All of the unknown was maddening. And terrifying.

Laying in bed with just my thoughts was no way to pass the time, so I grabbed the magazine from where it lay across my comforter and flipped it open right to the middle.

I found myself staring at the same woman who stared back at me in the mirror every day.

I closed the magazine. My pulse beat in a panicky rhythm with such force, I could feel it at my throat, wrists, and fingertips. I rolled up off the bed, out of breath for no other reason than shock alone, and put my back to the closet as I stared at the magazine that lay upon my bed.

“What the hell?” I breathed.

Sweat had bloomed on my upper lip and the nape of my neck.

None of this made sense.

Why the fuck was I in a magazine spread? What had I been selling?

I shook my head. No, it couldn’t have been me. I must have made a mistake. Maybe it was just a girl who looked like me. After all, I’d just gotten used to my own reflection. It would be easy to make a mistake like that.
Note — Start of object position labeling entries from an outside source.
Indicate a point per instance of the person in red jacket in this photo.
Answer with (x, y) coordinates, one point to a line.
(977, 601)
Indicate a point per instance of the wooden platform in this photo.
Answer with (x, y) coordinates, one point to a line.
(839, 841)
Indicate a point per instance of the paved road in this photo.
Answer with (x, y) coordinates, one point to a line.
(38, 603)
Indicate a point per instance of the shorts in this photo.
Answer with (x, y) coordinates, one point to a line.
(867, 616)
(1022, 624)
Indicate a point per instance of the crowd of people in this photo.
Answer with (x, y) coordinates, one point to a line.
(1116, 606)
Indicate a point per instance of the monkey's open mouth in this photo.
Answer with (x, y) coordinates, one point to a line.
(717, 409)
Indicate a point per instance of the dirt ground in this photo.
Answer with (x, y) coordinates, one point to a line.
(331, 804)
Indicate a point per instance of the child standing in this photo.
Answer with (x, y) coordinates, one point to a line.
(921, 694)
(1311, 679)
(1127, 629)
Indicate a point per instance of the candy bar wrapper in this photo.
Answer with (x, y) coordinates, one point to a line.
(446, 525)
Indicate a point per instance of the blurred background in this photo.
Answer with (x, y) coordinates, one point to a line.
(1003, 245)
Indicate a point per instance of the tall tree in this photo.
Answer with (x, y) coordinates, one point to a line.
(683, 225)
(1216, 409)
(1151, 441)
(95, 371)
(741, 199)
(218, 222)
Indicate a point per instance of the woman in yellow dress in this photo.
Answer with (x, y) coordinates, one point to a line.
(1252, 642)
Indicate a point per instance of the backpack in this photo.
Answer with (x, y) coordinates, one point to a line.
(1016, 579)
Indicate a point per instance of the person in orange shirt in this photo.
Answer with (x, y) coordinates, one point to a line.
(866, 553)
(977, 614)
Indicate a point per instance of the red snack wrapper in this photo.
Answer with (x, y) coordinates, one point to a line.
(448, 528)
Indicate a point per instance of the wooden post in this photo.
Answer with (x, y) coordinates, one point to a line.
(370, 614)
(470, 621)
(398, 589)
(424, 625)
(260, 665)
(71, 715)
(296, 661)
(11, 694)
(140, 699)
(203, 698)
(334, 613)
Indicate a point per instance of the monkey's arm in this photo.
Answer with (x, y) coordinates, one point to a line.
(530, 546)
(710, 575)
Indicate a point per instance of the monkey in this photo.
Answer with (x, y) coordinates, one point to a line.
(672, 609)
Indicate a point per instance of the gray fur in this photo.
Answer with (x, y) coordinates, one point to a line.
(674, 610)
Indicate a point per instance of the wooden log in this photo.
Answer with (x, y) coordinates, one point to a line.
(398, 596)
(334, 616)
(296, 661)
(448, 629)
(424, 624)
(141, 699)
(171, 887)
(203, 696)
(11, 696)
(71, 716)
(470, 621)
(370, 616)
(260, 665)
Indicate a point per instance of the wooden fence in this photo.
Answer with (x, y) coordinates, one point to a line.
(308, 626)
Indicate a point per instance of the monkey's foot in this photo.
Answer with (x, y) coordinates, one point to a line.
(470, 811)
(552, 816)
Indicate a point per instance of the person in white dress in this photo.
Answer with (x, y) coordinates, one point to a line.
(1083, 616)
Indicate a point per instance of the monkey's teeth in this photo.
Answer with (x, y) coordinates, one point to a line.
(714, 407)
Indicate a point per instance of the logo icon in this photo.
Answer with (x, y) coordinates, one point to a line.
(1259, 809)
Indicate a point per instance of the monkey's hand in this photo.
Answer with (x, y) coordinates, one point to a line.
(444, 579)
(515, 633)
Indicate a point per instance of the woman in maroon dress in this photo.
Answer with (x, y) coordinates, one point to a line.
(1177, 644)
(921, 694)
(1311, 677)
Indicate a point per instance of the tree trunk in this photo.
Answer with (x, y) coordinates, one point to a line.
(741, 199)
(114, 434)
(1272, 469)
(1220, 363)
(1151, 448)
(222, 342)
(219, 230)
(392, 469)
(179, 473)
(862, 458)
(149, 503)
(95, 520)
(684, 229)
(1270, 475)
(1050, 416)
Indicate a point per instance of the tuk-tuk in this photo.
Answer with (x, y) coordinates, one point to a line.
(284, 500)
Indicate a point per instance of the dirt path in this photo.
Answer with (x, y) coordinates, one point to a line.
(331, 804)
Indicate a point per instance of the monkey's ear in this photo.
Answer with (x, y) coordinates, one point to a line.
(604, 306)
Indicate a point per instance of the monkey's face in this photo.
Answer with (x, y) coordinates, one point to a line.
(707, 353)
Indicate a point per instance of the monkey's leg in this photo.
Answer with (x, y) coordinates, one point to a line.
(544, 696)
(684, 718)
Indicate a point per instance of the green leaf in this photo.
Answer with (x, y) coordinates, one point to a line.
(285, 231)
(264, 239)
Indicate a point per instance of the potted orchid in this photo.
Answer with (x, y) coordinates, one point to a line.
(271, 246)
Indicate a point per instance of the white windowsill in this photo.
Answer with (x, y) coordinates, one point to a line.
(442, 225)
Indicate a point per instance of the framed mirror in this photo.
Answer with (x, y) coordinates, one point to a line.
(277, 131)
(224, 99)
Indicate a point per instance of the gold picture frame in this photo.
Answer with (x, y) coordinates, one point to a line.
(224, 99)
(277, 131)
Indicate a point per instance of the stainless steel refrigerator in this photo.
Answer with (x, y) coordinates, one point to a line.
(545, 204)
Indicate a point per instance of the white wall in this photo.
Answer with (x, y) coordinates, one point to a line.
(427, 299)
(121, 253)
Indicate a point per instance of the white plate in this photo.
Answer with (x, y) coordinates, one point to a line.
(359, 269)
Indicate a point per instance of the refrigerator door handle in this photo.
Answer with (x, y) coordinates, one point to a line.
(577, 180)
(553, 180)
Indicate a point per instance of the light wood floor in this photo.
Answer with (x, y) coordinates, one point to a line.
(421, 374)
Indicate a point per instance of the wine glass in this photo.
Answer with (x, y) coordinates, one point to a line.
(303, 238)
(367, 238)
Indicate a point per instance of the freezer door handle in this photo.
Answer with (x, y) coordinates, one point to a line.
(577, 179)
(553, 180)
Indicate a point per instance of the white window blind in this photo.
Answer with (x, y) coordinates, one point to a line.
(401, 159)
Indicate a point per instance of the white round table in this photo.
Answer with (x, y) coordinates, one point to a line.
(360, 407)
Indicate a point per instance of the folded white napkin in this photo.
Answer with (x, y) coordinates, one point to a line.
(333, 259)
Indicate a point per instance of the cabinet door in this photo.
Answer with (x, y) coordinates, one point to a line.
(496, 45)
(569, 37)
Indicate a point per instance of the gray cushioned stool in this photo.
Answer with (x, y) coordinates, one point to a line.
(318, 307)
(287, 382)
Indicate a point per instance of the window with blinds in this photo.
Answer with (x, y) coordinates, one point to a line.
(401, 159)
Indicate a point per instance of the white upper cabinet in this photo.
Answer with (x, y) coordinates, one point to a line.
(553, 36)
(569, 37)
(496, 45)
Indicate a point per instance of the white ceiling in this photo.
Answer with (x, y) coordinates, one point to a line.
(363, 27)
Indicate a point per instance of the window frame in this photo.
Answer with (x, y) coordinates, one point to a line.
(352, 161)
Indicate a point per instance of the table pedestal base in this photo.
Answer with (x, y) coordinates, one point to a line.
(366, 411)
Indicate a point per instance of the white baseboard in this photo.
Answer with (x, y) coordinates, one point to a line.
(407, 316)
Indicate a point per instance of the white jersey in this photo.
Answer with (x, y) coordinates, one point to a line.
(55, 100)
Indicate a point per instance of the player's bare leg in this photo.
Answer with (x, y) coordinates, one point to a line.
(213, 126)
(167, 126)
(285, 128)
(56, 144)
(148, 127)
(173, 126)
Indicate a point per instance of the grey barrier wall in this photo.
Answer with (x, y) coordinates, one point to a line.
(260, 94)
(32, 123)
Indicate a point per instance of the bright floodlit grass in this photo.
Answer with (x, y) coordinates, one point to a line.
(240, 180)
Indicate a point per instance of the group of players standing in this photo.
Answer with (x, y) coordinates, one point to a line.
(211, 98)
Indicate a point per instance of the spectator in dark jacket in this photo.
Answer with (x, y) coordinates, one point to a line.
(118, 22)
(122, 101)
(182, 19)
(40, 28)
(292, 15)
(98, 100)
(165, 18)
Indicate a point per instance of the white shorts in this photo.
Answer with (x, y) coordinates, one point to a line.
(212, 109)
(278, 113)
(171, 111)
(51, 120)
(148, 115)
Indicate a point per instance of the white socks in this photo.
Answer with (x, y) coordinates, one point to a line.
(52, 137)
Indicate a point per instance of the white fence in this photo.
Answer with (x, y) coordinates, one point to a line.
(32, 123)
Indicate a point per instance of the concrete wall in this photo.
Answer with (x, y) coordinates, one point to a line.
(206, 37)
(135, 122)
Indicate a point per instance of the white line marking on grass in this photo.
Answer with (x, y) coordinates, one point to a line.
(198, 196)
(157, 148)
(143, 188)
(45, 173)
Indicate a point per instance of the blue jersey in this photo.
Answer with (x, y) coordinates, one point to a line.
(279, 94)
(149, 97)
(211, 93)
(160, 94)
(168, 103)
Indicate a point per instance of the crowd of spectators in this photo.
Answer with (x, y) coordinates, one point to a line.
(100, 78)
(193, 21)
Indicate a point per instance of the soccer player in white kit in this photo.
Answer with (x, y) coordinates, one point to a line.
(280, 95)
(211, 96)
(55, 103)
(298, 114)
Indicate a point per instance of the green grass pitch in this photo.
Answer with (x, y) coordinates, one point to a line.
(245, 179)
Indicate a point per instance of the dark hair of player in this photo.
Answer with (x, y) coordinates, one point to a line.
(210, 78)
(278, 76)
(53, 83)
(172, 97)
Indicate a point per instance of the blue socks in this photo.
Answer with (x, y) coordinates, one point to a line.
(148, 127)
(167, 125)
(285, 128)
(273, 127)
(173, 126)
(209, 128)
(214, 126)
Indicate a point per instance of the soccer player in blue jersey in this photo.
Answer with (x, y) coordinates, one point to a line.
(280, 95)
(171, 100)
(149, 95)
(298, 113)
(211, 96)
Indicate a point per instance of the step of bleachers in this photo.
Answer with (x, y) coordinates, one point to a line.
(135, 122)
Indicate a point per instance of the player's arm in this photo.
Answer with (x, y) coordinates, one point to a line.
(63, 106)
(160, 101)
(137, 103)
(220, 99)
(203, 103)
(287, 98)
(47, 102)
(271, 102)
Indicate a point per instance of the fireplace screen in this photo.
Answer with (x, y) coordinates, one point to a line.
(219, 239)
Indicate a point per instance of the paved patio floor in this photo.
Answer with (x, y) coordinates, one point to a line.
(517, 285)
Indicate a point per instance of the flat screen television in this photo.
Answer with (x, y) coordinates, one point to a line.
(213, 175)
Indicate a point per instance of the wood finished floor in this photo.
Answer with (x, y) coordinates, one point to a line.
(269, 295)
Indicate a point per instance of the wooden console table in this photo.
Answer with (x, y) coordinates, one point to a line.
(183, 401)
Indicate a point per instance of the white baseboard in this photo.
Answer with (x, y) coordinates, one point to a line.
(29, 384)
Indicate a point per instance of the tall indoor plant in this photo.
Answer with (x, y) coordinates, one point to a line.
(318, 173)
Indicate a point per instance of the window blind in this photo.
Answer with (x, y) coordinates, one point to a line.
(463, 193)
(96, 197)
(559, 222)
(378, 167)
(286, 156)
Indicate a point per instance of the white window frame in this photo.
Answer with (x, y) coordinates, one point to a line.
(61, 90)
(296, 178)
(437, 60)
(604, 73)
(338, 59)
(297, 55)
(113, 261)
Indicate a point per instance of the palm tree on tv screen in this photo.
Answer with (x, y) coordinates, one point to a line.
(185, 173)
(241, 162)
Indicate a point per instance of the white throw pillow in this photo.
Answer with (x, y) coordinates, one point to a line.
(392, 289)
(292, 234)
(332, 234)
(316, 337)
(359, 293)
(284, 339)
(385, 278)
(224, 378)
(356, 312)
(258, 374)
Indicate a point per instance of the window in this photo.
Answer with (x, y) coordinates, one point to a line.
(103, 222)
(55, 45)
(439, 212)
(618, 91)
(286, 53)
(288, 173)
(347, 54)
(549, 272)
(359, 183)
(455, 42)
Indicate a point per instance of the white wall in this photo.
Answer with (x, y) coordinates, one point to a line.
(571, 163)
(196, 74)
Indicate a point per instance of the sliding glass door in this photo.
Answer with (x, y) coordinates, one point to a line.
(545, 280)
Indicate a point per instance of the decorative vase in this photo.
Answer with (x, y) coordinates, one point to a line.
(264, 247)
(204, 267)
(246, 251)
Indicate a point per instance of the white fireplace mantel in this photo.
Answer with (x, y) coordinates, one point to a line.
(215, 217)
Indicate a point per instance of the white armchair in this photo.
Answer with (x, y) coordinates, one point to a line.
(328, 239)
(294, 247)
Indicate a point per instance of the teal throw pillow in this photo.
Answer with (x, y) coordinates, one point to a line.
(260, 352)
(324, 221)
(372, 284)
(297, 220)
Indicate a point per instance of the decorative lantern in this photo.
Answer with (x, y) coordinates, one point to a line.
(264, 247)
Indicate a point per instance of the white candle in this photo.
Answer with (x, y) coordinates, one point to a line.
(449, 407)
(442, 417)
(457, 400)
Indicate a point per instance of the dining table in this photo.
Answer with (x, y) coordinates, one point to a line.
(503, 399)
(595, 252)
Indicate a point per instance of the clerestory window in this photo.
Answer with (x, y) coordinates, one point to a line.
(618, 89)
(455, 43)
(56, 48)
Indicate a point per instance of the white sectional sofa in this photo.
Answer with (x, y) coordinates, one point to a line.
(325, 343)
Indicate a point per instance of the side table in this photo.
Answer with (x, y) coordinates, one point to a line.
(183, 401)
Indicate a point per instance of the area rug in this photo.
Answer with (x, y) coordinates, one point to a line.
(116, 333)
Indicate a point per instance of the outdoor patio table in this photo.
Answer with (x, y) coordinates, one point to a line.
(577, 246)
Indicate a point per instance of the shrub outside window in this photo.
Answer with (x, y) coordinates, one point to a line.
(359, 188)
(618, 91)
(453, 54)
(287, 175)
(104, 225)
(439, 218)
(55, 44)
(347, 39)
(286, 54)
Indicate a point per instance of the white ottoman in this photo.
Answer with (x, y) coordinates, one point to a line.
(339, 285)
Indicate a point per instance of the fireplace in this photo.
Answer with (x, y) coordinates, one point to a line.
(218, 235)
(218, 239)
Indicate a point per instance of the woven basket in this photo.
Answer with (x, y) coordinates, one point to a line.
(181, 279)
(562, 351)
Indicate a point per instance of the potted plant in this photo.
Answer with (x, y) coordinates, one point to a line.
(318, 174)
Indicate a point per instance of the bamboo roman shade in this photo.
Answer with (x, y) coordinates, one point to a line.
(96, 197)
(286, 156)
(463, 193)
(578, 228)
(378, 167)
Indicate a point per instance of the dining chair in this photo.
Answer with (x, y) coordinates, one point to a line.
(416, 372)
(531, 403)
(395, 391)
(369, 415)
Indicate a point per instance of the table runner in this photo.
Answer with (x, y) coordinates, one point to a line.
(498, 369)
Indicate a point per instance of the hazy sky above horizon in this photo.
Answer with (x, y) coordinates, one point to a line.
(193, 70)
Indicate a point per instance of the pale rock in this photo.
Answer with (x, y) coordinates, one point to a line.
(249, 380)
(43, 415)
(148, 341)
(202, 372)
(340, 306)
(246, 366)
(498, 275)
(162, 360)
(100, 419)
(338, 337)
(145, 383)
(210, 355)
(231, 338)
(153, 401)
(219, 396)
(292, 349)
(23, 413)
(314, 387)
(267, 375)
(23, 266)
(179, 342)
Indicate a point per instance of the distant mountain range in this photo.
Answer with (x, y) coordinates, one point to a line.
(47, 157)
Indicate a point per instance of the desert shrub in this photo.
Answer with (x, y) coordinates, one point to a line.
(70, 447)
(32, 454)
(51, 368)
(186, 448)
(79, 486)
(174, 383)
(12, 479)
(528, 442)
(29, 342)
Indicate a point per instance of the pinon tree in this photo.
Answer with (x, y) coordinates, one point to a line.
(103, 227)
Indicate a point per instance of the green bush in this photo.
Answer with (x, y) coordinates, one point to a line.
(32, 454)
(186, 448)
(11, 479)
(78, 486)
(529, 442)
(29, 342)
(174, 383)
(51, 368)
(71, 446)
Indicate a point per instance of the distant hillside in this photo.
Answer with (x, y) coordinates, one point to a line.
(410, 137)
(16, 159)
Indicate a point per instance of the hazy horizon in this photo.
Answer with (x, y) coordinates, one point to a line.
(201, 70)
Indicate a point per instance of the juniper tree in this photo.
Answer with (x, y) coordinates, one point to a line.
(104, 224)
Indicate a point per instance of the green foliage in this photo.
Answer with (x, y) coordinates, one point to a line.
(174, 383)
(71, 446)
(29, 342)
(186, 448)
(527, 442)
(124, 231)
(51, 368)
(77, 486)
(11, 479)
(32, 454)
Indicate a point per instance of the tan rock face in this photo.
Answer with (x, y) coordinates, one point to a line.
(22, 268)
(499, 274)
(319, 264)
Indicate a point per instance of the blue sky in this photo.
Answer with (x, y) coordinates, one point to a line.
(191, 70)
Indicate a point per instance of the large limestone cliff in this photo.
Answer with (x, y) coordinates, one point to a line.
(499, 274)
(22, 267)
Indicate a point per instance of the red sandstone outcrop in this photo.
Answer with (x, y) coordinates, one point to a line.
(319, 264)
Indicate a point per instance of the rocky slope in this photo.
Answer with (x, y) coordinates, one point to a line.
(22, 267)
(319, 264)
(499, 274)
I went back to the bed and stared at the back of the magazine. I waited for my pulse to slow, but it didn’t.

“Remember,” I pleaded with myself.

Nothing. No memories surged to the surface. I was still just me, the girl who couldn’t remember a damn thing, and I was still staring down at the first real answer to cross my path. Staring down and doing nothing.

I growled at my own weakness and grabbed the magazine again. I flipped frantically through the pages until I found the one that had frightened me.

There was no doubt about it. That was me.

My name was written in the bottom corner. It was an eyeliner ad.

Eyeliner.

“What’s happening?” I half-whispered, half-moaned. My brain was spinning a mile a minute, trying to find something concrete to latch onto, but there was nothing. Nothing.

And then my reeling mind found something to focus on.

Cal.

He’d been lying to me this whole time.

I wasn’t a nanny. I was a model and, apparently, a fairly successful one.

I closed the magazine and my eyes, and I blew out a slow breath through my nose. I had to calm down. Getting worked up and spiraling out of control in a blind rage wasn’t going to help me.

But a computer would.

I marched downstairs, the magazine clutched in my right hand, and went into Cal’s home office, where I moved the mouse to wake up the screen. Luckily, it wasn’t protected with a password, and I was able to open the web browser without any roadblocks.

I typed in my name.

“Lina Nelson,” I said aloud as I typed.

My finger hovered over the Enter button. Why I hadn’t thought to search for myself online, I had no idea. It should have been the first thing I did, but I wouldn’t have known I was famous. I wouldn’t have known I’d have an online presence.

I pressed the button, and images of me flooded the screen.

Me drinking energy drinks. Me laughing in a bathing suit, holding a bottle of sunscreen. Me in a sparkly dress at what appeared to be a New Year’s party, holding a bottle of liquor. Me in a wedding dress, showing off flashy earrings.